その点、小金井公園内にある江戸東京たてもの園では古墳時代の昔からつい最近の住宅や商店まで、庶民の家からお金持ちの家まで、様々なお宅におじゃまできるのが楽しい。映画「千と千尋の神隠し(監督:宮崎駿、2001)」のモデルになった子宝の湯を中心に広がる下町商店街が充実していて人気も高いようだが、わたしは田園調布の家や前川國男邸のならぶ西ゾーンが好きだ。
近代建築家・堀口捨己の実質的な処女作と言われる小出邸は、建築誌などによく紹介される紫烟荘を彷彿とさせる姿で、ディ・ステイルの影響を受けた幾何学的な空間処理が美しい。はす向かいの三井八郎右衞門邸は、我々には縁のないお金持ちのお宅におじゃまできるのがうれしい。巴の形をした手水鉢がおもしろかった。

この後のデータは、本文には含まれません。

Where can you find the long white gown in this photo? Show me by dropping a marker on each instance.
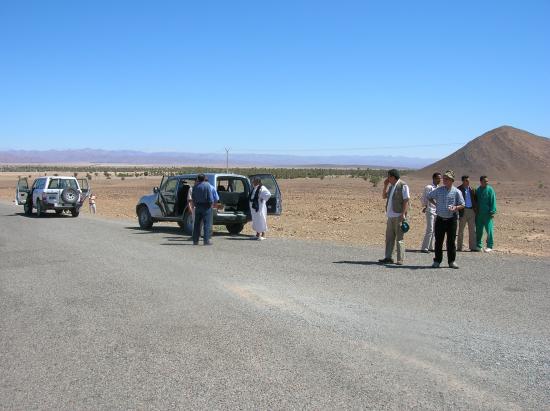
(259, 218)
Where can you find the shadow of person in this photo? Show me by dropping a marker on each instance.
(410, 267)
(358, 262)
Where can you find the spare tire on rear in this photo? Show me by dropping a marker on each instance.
(69, 195)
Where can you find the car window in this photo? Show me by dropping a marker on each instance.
(237, 186)
(54, 183)
(270, 184)
(170, 186)
(68, 183)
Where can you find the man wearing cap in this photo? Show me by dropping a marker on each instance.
(429, 210)
(397, 204)
(448, 202)
(487, 206)
(467, 216)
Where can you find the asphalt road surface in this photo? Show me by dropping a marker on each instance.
(98, 314)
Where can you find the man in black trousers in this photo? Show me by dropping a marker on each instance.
(202, 201)
(448, 202)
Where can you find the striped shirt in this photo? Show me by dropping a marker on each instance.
(445, 198)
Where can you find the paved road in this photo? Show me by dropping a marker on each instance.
(97, 314)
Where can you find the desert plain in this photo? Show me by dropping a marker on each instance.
(343, 210)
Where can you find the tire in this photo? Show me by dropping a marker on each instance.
(144, 218)
(187, 224)
(234, 228)
(27, 208)
(69, 195)
(39, 209)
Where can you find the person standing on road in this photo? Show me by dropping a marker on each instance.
(487, 208)
(429, 210)
(215, 200)
(202, 202)
(258, 207)
(448, 202)
(397, 205)
(91, 203)
(467, 216)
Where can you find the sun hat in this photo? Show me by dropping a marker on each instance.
(450, 174)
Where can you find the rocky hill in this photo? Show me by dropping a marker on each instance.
(505, 153)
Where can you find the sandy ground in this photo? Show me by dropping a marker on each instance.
(347, 210)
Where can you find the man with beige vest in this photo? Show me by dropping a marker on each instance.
(397, 205)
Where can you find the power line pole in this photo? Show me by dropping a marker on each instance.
(227, 159)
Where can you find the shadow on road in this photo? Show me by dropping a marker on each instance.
(44, 215)
(394, 266)
(179, 231)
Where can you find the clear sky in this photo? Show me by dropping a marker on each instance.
(413, 78)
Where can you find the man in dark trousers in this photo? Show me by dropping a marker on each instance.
(396, 193)
(448, 202)
(467, 216)
(202, 200)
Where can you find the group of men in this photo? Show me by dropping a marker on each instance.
(448, 210)
(204, 196)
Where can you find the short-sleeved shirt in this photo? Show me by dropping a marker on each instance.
(215, 195)
(445, 198)
(202, 195)
(389, 211)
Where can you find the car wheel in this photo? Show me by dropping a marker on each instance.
(27, 208)
(39, 209)
(144, 218)
(69, 195)
(187, 224)
(234, 228)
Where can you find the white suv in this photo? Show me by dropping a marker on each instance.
(52, 193)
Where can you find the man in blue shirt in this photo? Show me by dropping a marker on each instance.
(448, 202)
(202, 201)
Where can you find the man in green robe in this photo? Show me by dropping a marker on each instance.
(487, 208)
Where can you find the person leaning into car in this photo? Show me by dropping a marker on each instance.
(202, 202)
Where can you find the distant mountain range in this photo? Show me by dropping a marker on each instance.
(91, 156)
(503, 153)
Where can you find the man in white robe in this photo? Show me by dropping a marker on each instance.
(258, 208)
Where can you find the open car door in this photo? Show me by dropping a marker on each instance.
(275, 203)
(84, 186)
(22, 191)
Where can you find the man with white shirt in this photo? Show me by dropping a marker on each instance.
(396, 193)
(429, 210)
(448, 203)
(467, 216)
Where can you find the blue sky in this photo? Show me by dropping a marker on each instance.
(306, 77)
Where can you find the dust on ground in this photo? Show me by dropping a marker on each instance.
(346, 210)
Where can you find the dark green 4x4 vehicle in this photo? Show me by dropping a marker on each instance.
(168, 202)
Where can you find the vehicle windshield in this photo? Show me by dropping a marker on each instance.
(63, 183)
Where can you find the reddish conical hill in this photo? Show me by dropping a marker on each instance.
(505, 153)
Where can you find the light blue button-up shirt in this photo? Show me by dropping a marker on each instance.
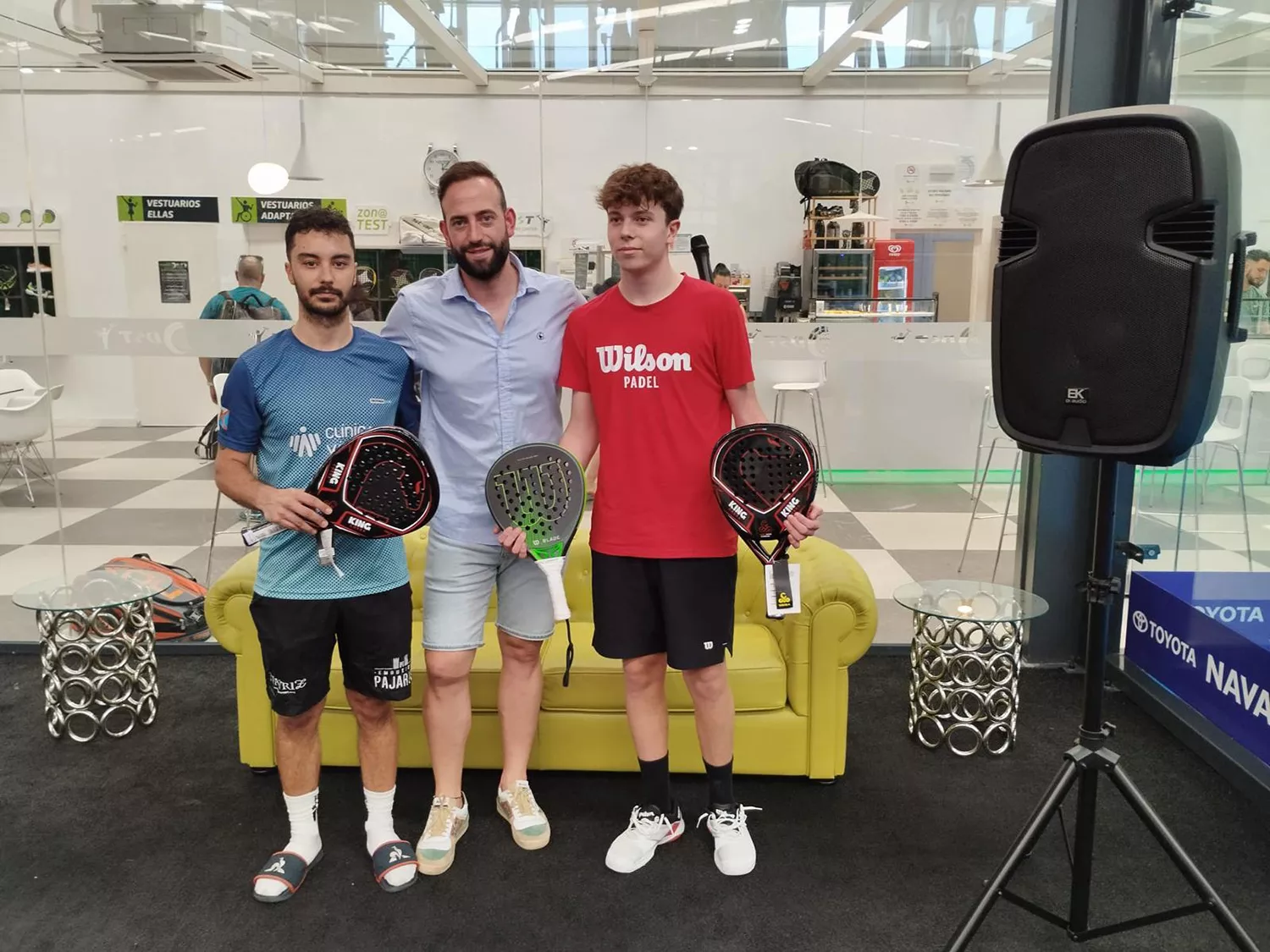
(482, 393)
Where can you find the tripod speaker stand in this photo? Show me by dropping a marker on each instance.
(1085, 763)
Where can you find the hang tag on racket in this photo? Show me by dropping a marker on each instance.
(781, 583)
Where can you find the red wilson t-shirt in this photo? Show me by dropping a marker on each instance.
(657, 377)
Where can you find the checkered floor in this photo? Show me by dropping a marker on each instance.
(129, 490)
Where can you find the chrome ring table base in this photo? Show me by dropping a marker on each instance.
(99, 669)
(964, 685)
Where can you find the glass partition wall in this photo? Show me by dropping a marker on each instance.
(147, 187)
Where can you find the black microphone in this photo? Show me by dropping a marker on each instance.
(701, 256)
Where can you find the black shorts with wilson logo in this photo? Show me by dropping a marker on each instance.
(297, 637)
(682, 607)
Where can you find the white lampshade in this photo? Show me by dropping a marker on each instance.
(993, 172)
(267, 178)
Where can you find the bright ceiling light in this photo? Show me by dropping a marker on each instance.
(149, 35)
(267, 178)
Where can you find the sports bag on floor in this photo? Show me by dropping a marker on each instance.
(178, 609)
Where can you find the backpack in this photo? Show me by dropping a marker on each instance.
(234, 310)
(178, 609)
(207, 439)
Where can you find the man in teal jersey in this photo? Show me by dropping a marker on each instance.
(290, 400)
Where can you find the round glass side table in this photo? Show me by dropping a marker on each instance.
(965, 658)
(97, 649)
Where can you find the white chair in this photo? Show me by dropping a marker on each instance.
(988, 421)
(15, 380)
(1229, 432)
(1254, 366)
(22, 421)
(804, 377)
(218, 386)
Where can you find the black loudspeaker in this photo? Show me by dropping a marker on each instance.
(1115, 297)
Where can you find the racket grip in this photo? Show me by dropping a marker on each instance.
(254, 535)
(554, 570)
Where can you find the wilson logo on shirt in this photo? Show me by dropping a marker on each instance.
(304, 443)
(637, 365)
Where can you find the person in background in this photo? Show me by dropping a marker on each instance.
(246, 300)
(1255, 310)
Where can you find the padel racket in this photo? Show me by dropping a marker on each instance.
(764, 474)
(378, 484)
(540, 489)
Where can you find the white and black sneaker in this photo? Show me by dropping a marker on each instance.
(734, 850)
(649, 828)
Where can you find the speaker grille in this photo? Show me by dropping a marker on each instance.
(1018, 238)
(1092, 327)
(1191, 231)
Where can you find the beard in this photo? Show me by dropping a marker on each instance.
(323, 312)
(484, 271)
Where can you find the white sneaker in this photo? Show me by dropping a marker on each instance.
(446, 825)
(530, 827)
(734, 850)
(649, 828)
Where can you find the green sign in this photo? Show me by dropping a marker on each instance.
(249, 210)
(168, 208)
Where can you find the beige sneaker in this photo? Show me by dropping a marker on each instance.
(530, 827)
(447, 823)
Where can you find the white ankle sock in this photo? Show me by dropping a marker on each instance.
(305, 840)
(378, 830)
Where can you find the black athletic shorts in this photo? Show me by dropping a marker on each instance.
(680, 606)
(297, 637)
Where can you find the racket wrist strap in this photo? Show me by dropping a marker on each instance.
(254, 533)
(554, 570)
(327, 550)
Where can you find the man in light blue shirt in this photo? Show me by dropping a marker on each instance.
(485, 342)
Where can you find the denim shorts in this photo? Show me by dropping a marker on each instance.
(457, 583)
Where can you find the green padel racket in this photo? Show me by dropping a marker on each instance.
(541, 489)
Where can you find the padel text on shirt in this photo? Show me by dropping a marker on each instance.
(657, 376)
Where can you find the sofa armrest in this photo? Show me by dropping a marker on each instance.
(229, 603)
(838, 616)
(835, 627)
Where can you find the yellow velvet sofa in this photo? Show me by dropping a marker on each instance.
(789, 678)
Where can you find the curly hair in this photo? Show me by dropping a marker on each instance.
(643, 185)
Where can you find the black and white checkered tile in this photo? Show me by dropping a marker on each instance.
(126, 490)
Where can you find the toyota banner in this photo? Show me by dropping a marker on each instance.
(1206, 637)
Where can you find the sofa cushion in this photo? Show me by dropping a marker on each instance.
(756, 670)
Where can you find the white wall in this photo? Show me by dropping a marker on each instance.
(88, 147)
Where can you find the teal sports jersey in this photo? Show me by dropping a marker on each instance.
(292, 405)
(243, 292)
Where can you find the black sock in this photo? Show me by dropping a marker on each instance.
(721, 784)
(655, 779)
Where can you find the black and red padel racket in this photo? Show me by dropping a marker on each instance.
(764, 474)
(380, 484)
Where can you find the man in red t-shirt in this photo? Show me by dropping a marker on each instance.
(660, 370)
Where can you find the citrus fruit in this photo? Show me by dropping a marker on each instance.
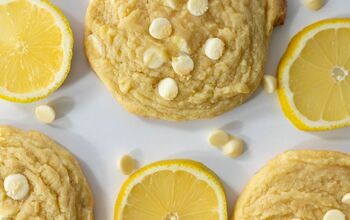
(172, 190)
(313, 75)
(35, 49)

建物ではないけれど、明治・大正時代に丸の内で時を知らせた大砲も展示されている。正午に「ドン」と午砲を撃ったことから、お昼のことをドンと言うようになったと言う。このことから昼で仕事を切り上げることを「半ドン」と言うようになったと聞いたことがあったが、それは誤りらしい。オランダ語のゾンダッハ(zondag日曜日)をなまってドンタクと言ったことから、半分休みなので半ドンと言うというのが正しいようだ。
どの家にも親切な解説員がいるので、いろいろ教えてもらおう。